[英]Replacing words with spaces within a tibble in R without anti-join
I have a tibble of sentences like so: 我有类似这样的句子:
A tibble: 1,782 x 1 小标题:1,782 x 1
Chat
<chr>
1 Hi i would like to find out more about the trials
2 Hello I had a guest
3 Hello my friend overseas right now
...
What I'm trying to do is to remove stopwords like "I", "hello". 我想做的是删除停用词,例如“ I”,“ hello”。 I already have a list of them and I want to replace these stopwords with a space. 我已经有了它们的列表,并且想用空格替换这些停用词。 I tried using mutate and gsub but it only takes in a regex. 我尝试使用mutate和gsub,但它只接受一个正则表达式。 Anti join won't work here as I am trying to do bigram/trigram I don't have a single word column to anti-join the stopwords. 反连接在这里不起作用,因为我正在尝试使用双字组/三字组。

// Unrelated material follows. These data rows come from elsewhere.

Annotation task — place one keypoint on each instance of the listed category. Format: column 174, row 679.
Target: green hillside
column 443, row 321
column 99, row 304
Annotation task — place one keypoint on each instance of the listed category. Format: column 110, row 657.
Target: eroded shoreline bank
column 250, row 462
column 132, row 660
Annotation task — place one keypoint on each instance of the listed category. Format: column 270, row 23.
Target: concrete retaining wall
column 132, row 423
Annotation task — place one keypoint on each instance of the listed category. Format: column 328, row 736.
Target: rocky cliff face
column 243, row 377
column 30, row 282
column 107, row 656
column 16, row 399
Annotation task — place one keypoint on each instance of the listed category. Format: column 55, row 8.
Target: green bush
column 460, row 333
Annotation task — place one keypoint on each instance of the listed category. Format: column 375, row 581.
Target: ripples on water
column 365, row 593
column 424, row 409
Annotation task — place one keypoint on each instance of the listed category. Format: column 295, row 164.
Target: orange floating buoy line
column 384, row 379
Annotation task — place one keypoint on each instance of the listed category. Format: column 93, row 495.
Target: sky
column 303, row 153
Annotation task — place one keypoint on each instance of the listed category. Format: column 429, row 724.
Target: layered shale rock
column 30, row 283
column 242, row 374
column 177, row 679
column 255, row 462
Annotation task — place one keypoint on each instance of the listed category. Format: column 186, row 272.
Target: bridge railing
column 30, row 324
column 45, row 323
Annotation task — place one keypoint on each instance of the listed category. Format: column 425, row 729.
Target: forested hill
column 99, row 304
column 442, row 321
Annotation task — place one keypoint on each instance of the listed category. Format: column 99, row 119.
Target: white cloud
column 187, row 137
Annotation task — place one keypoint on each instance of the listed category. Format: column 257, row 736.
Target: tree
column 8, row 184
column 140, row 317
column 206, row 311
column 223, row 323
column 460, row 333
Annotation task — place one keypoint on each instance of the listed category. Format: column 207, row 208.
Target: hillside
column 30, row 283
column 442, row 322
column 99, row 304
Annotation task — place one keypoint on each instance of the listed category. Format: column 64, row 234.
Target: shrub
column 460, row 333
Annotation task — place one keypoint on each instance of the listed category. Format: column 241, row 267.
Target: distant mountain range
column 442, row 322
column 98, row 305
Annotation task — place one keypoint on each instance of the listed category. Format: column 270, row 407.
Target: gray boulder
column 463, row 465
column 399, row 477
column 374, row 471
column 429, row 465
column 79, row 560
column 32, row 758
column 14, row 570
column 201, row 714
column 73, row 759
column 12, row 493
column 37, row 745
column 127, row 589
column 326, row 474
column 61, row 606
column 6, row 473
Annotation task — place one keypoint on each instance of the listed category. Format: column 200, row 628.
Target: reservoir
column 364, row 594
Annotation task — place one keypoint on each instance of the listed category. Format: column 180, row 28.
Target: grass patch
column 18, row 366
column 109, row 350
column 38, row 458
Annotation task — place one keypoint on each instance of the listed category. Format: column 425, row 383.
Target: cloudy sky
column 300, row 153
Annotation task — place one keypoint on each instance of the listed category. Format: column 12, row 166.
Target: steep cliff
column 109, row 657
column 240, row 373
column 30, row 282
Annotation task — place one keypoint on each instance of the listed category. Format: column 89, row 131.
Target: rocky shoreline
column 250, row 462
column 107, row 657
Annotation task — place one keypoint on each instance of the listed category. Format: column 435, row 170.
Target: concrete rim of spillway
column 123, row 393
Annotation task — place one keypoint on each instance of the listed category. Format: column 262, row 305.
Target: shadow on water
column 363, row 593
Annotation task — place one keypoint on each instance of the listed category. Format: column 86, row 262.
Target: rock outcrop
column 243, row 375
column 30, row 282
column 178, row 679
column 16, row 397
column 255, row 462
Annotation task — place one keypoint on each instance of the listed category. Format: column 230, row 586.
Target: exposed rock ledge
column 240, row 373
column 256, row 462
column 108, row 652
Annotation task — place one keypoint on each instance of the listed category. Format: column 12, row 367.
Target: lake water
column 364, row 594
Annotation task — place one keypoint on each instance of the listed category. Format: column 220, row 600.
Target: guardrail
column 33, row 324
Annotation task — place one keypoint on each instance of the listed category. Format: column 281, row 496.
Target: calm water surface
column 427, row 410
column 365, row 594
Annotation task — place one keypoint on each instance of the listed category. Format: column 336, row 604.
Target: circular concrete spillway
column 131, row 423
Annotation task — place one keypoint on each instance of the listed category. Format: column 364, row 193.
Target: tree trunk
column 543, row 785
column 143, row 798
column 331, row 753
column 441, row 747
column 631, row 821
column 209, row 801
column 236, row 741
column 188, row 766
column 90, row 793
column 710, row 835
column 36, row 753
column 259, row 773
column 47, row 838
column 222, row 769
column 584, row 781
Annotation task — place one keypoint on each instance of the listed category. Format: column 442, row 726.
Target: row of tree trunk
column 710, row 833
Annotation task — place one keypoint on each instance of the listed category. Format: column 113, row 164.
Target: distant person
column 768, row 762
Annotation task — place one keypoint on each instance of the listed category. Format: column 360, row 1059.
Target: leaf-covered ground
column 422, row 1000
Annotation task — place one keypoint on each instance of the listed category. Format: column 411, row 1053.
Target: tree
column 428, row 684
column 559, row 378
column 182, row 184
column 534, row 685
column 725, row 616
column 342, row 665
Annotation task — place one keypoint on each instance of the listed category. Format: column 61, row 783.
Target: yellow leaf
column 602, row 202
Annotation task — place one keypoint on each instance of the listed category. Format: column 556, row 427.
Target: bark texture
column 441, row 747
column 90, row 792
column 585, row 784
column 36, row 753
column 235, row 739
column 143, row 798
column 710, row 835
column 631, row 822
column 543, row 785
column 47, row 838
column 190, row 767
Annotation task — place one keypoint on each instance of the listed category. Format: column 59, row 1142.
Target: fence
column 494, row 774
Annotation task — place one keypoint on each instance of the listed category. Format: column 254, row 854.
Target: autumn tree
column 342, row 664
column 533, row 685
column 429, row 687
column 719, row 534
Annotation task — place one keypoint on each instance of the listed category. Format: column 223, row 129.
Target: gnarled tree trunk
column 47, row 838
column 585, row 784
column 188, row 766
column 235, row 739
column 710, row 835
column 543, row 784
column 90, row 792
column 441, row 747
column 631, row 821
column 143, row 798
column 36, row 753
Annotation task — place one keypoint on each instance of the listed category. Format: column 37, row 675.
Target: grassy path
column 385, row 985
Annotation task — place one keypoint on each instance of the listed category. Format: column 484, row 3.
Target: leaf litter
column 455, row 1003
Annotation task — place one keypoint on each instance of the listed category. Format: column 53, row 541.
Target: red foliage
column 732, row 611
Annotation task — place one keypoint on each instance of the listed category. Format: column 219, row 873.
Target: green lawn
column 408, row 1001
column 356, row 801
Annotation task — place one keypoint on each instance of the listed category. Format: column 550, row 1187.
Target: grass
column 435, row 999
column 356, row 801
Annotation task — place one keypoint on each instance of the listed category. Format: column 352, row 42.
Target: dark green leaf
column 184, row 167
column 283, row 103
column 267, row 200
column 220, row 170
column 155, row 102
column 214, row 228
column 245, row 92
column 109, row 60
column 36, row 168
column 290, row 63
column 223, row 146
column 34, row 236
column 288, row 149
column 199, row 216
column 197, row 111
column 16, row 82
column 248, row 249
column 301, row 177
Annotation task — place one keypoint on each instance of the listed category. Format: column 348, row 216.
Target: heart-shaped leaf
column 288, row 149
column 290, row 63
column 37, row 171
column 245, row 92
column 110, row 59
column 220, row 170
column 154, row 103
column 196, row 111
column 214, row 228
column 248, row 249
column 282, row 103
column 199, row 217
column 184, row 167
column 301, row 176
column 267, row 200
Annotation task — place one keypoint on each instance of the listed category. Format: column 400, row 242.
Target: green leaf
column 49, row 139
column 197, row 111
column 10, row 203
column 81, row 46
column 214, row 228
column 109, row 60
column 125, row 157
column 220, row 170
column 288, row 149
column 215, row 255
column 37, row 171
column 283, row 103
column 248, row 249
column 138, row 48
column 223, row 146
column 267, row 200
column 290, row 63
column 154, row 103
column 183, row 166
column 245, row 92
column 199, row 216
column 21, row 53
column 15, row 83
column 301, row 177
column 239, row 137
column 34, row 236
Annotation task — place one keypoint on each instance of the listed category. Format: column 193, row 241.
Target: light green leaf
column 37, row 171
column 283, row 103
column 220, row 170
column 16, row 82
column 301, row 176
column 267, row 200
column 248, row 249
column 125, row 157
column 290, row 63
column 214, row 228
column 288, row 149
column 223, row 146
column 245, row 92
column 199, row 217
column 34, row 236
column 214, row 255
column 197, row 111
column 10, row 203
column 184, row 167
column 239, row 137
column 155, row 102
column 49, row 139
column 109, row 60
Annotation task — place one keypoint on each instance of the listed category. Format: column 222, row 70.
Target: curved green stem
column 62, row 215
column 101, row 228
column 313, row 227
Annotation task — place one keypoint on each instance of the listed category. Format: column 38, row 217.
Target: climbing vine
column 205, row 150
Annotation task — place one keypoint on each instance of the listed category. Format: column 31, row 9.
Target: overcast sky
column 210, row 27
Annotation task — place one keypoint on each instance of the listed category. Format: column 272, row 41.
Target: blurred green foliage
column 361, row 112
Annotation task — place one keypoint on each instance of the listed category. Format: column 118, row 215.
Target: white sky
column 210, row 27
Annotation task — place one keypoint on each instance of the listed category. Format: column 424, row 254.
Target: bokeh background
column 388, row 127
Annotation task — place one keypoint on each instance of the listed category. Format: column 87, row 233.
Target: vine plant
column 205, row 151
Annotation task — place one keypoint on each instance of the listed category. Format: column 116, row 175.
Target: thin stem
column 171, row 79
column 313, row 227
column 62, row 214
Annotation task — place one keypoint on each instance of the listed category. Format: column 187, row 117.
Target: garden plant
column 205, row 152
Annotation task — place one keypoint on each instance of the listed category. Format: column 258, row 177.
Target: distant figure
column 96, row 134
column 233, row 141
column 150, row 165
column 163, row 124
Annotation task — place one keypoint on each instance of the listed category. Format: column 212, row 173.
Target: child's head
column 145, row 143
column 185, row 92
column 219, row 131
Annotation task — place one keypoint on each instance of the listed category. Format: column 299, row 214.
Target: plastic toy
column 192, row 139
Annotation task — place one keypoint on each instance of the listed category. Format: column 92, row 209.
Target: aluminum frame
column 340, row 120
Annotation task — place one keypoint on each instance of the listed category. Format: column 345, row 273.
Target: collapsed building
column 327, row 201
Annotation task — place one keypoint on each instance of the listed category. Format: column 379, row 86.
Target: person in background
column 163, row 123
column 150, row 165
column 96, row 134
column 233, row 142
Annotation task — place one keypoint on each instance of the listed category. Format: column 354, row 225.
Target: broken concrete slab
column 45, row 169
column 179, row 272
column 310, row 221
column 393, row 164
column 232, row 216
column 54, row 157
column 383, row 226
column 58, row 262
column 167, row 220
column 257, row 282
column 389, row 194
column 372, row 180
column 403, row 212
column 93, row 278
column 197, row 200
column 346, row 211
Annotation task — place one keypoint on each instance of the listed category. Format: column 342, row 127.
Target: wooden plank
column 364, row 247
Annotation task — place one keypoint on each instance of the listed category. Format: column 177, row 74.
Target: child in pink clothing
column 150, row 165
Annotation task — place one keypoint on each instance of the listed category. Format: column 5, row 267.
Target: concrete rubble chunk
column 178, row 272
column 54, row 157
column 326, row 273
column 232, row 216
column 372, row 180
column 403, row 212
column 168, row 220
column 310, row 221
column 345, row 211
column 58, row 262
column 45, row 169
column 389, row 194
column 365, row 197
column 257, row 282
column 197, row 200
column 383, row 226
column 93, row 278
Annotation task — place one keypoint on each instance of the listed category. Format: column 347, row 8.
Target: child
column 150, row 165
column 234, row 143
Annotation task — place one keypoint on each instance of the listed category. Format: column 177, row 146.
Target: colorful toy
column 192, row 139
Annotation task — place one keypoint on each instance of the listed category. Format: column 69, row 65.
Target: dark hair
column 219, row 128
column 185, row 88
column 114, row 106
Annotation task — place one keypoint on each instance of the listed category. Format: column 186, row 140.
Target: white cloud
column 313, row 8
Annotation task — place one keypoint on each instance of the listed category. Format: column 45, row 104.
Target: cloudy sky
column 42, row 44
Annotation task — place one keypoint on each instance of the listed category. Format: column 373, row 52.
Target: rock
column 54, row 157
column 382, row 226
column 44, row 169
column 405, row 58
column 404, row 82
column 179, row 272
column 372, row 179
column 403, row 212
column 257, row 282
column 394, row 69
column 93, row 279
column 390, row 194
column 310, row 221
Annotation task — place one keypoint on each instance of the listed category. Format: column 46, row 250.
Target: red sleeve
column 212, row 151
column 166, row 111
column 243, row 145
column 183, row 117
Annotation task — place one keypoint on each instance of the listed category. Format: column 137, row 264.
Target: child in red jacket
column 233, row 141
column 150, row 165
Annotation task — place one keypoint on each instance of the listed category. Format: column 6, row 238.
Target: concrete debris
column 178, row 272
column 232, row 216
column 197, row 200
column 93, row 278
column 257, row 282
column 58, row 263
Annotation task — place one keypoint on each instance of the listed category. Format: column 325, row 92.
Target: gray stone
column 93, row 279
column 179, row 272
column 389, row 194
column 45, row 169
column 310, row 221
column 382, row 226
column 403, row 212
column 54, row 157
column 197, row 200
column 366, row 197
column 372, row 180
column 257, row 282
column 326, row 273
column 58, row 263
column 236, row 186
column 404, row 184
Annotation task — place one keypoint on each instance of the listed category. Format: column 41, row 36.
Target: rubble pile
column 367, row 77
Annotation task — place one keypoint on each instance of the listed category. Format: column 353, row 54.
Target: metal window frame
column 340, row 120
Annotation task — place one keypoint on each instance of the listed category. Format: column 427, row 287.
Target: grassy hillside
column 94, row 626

我没有一个单词列来反连接停用词。
Is there a way to replace all these words in each sentences in R? 有没有办法替换R中每个句子中的所有这些单词?
We could unnest the tokens, replace
the 'word' that is found in the 'stop_words' 'word' column with space ( " "
), and paste
the 'word' after grouping by 'lines' 我们可以replace
标记的嵌套,用空格( " "
) replace
'stop_words''word'列中找到的'word',并在按'lines'分组后paste
'word'
library(tidytext)
library(tidyverse)
rowid_to_column(df1, 'lines') %>%
unnest_tokens(word, Chat) %>%
mutate(word = replace(word, word %in% stop_words$word, " ")) %>%
group_by(lines) %>%
summarise(Chat = paste(word, collapse=' ')) %>%
ungroup %>%
select(-lines)
NOTE: This replaces the stop words found in 'stop_words' dataset to " "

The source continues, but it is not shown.